TWO of Scotland’s most senior female politicians have expressed opposition to the appointment of Kezia Dugdale to a plum Holyrood role – just weeks after she was accused of abandoning her parliamentary duties by appearing on a reality TV show.

Deputy presiding officers Linda Fabiani and Christine Grahame, who assist presiding officer Ken Macintosh, took the unusual step of refusing to back Dugdale after she was nominated for the key post by Scottish Labour leader Richard Leonard.

Dugdale was accused of “demeaning” politics by taking part in I’m A Celebrity ... Get Me Out of Here which is shot in the Australian jungle.

She was watched by millions of TV viewers crawling through fish guts and drinking a smoothie made of ostrich anus and bull penis.

But despite the fury her appearance on the show caused among her colleagues, Leonard, who succeeded Dugdale as leader last week nominated her as Labour’s member on the Scottish Parliamentary Corporate Body. MSPs endorsed Dugdale’s nomination in a vote yesterday and she is due to attend her first SPCB meeting next week.

But in a statement to The National, SNP MSPs Fabiani and Grahame made their opposition to the appointment clear.

They said: “We did not think it appropriate that, given that Ms Dugdale abandoned her Parliamentary duties for I’m a Celebrity ... Get Me Out of Here, she should then be our representative on the Parliament’s Corporate Body.”

A third SNP MSP, who did not want to be named, added: “After all the problems Kezia caused for her party when she was on I’m A Celebrity, I was pretty gobsmacked when she was nominated for the Corporate Body.

“She won’t get any extra pay, but it’s a prestigious post where she will have a lot of influence and responsibility. I felt I had to vote for her because it’s a convention that MSPs respect the party leaders’ nomination, but it doesn’t mean I approve of her membership of the body.”

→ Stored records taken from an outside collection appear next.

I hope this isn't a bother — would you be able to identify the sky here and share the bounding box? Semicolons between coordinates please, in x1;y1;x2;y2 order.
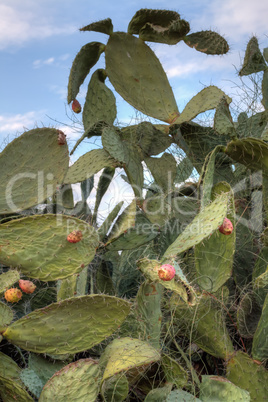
1;0;268;212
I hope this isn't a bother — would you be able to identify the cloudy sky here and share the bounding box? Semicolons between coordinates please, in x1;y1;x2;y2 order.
1;0;267;159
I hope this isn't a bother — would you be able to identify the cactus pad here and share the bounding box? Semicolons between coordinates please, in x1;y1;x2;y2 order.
67;42;105;103
83;69;117;132
3;295;131;354
100;337;160;380
80;18;113;34
63;149;117;184
105;32;179;123
199;375;250;401
0;214;99;281
162;192;229;261
39;359;100;401
0;128;68;214
173;86;232;125
183;30;229;55
239;36;267;76
0;269;20;295
0;302;14;331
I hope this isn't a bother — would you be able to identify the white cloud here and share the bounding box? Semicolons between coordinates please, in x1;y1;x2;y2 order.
195;0;268;42
0;3;76;50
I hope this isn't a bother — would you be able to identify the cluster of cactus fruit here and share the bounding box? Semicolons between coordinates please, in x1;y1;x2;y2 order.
0;8;268;401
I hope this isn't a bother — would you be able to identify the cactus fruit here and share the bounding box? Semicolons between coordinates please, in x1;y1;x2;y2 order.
19;280;36;294
57;130;67;145
218;217;233;235
71;99;82;113
4;288;22;303
157;264;176;281
67;230;83;243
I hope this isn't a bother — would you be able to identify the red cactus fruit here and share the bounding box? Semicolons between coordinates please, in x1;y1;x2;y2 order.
218;217;233;235
72;99;82;113
157;264;176;281
57;130;67;145
19;279;36;294
4;288;22;303
67;230;83;243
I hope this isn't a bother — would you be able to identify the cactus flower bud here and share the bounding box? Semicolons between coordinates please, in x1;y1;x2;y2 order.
158;264;176;281
72;99;82;113
218;218;233;235
4;288;22;303
67;230;83;243
19;279;36;294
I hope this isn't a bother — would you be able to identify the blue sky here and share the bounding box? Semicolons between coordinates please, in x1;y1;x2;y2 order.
1;0;267;160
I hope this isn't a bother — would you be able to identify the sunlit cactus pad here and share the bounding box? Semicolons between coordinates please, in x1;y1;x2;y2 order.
3;295;131;354
0;214;99;281
0;128;69;214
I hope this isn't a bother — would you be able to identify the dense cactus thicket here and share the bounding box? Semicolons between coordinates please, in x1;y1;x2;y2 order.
0;8;267;401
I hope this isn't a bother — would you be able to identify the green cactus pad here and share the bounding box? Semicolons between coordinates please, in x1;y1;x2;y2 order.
20;369;44;399
183;30;229;55
107;200;137;243
107;212;158;251
170;293;234;359
162;192;229;261
83;69;117;132
100;337;160;380
136;122;172;157
237;292;262;338
162;354;188;389
252;294;268;361
0;214;99;281
128;9;190;44
123;146;144;197
199;375;250;401
101;373;129;402
134;280;163;349
105;32;179;123
166;389;202;401
0;352;21;382
175;157;193;183
0;375;33;401
93;167;115;222
57;275;78;301
214;97;236;138
3;295;131;354
0;269;20;295
39;358;100;401
80;18;113;34
262;70;268;109
98;201;124;240
199;146;226;210
145;153;177;193
63;149;117;184
0;302;13;331
225;137;268;174
239;36;267;76
67;42;105;103
173;86;232;125
226;351;268;401
20;353;68;398
195;182;235;292
102;126;128;163
138;258;196;305
144;384;173;401
0;128;69;214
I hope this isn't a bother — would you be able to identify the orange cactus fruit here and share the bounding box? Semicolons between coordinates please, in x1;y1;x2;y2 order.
72;99;82;113
67;230;83;243
157;264;176;281
218;217;233;235
4;288;22;303
19;279;36;294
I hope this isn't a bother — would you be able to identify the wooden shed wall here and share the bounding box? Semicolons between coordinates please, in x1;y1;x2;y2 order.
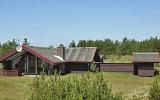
100;63;133;72
133;63;154;76
65;63;90;73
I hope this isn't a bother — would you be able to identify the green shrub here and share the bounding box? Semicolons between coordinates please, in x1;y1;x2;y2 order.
90;62;99;73
154;68;159;76
0;63;3;69
29;72;123;100
149;76;160;100
155;63;160;68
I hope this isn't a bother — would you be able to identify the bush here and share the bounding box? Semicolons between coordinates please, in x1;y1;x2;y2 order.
149;76;160;100
90;62;99;73
0;63;3;69
29;72;123;100
154;68;159;76
155;63;160;68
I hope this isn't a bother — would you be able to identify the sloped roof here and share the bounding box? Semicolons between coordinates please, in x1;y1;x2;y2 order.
65;47;97;62
0;45;97;64
29;46;62;62
133;52;160;63
29;46;97;62
0;50;18;62
29;46;97;63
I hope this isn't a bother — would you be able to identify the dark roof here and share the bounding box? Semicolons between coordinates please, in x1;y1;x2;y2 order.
0;50;18;62
22;45;59;64
29;46;62;62
0;45;97;64
133;52;160;63
65;47;97;62
29;46;97;63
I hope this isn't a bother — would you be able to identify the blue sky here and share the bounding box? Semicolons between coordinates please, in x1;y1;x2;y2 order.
0;0;160;47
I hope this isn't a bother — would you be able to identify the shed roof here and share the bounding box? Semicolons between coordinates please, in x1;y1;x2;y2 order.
133;52;160;63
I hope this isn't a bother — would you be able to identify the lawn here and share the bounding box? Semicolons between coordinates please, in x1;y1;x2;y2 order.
102;72;154;100
105;55;132;63
0;76;32;100
0;72;155;100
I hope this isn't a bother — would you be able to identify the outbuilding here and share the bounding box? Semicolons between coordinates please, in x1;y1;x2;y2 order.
132;53;160;77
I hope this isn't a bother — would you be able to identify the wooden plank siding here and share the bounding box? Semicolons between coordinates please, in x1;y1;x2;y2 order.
100;63;133;72
0;70;22;76
138;70;154;77
65;63;90;73
133;63;154;77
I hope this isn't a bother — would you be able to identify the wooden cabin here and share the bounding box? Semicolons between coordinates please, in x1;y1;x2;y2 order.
132;53;160;77
0;45;100;76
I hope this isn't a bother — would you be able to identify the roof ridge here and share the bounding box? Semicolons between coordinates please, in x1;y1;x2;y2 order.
68;47;97;49
30;46;54;49
133;52;159;54
30;46;97;49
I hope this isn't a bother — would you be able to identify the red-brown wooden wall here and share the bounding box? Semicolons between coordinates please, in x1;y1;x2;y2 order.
100;63;133;72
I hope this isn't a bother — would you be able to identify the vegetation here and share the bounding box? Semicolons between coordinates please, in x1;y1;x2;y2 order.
103;72;154;100
29;72;123;100
105;55;132;63
0;39;18;56
0;37;159;100
149;76;160;100
0;72;154;100
154;68;159;76
0;63;3;69
69;40;76;47
1;37;159;57
90;62;99;72
0;76;32;100
70;37;160;55
0;38;29;56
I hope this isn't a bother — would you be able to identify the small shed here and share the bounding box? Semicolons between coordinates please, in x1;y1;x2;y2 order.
132;53;160;77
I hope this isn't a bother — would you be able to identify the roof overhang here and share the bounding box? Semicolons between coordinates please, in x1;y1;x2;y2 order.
0;45;97;65
0;45;61;65
132;52;160;63
132;61;160;63
6;50;25;61
22;45;60;64
0;50;18;62
65;61;91;63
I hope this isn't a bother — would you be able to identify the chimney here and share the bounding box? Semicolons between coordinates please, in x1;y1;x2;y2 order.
57;47;65;60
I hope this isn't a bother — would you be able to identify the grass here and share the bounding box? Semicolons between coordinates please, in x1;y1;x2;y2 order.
102;72;154;100
0;55;157;100
0;72;155;100
105;55;132;63
0;76;32;100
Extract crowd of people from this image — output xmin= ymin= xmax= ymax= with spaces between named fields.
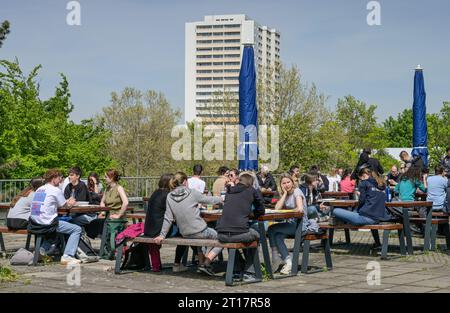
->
xmin=4 ymin=146 xmax=450 ymax=277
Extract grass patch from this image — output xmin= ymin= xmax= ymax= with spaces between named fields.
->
xmin=0 ymin=265 xmax=20 ymax=283
xmin=260 ymin=264 xmax=271 ymax=281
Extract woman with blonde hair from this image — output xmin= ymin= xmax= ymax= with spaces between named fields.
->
xmin=267 ymin=173 xmax=308 ymax=275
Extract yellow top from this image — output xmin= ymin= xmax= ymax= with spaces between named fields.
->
xmin=104 ymin=184 xmax=123 ymax=211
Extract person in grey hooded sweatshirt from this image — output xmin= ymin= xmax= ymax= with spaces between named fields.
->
xmin=153 ymin=171 xmax=223 ymax=276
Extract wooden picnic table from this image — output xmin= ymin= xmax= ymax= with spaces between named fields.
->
xmin=386 ymin=201 xmax=434 ymax=254
xmin=320 ymin=191 xmax=353 ymax=199
xmin=0 ymin=204 xmax=11 ymax=210
xmin=201 ymin=209 xmax=303 ymax=278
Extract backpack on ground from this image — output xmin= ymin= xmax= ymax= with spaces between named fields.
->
xmin=120 ymin=242 xmax=148 ymax=270
xmin=76 ymin=234 xmax=99 ymax=263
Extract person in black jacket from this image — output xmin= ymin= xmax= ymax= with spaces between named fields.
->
xmin=352 ymin=148 xmax=384 ymax=179
xmin=256 ymin=165 xmax=277 ymax=192
xmin=64 ymin=167 xmax=96 ymax=227
xmin=144 ymin=173 xmax=173 ymax=272
xmin=299 ymin=173 xmax=329 ymax=220
xmin=216 ymin=173 xmax=265 ymax=279
xmin=309 ymin=165 xmax=329 ymax=192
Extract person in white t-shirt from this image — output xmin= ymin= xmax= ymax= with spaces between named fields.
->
xmin=327 ymin=168 xmax=341 ymax=192
xmin=30 ymin=169 xmax=82 ymax=265
xmin=188 ymin=164 xmax=206 ymax=194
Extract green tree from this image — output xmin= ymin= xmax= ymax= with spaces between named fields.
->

Dugdale was given a written warning by party bosses for her three-week “unauthorised absence” after she returned to Holyrood last month.

Labour MSP Neil Findlay was one of her sternest critics while she was away. He hit out strongly over her appearance on the show – for which she will receive a substantial fee.

Findlay said: “I think it’s an utterly ludicrous position. You have a situation where we’re in the run-up to the budget in Scotland ... when people’s living standards are falling, they expect their MPs, MSPs, councillors and all elected representatives to be in fighting on their behalf.

“I don’t think people would expect them to jet off around the world and sit around a camp fire eating a kangaroo’s appendage.”

He added: “I think it demeans politics when people get involved in that. I think we’ve a very serious job to do. People out there are struggling and there’s huge pressures on public services. That’s the job you should be doing. I take my job very seriously, so do my colleagues, and they would expect better.”

SPCB members help manage the Scottish Parliament’s £89 million a year budget, make decisions on security and staffing, ensure the smooth running of the building, and help resolve any legal disputes – as the SPCB did over the indycamp at Holyrood. Dugdale last year criticised the all-male membership of the body at the height of claims over sexual harassment in politics, and after Leonard nominated her last week she made a point of saying she would use the position on the body to fight for gender equality.

SNP MSP Rona Mackay also abstained on yesterday’s vote, while 106 MSPs supported Dugdale’s nomin-ation. Following claims over male dominance of key roles in Holyrood the SNP member on the SPCB Gordon Macdonald stood down from the role and was replaced by long-serving backbencher Sandra White.

Dugdale replaced Labour MSP David Stewart on the body. A Scottish Labour spokesman said: “Having been successfully elected to the Scottish Parliament Corporate Body by MSPs, Kezia Dugdale will fight for gender equality, transparency and policies that tackle the problem of sexual harassment with the Scottish Parliament.”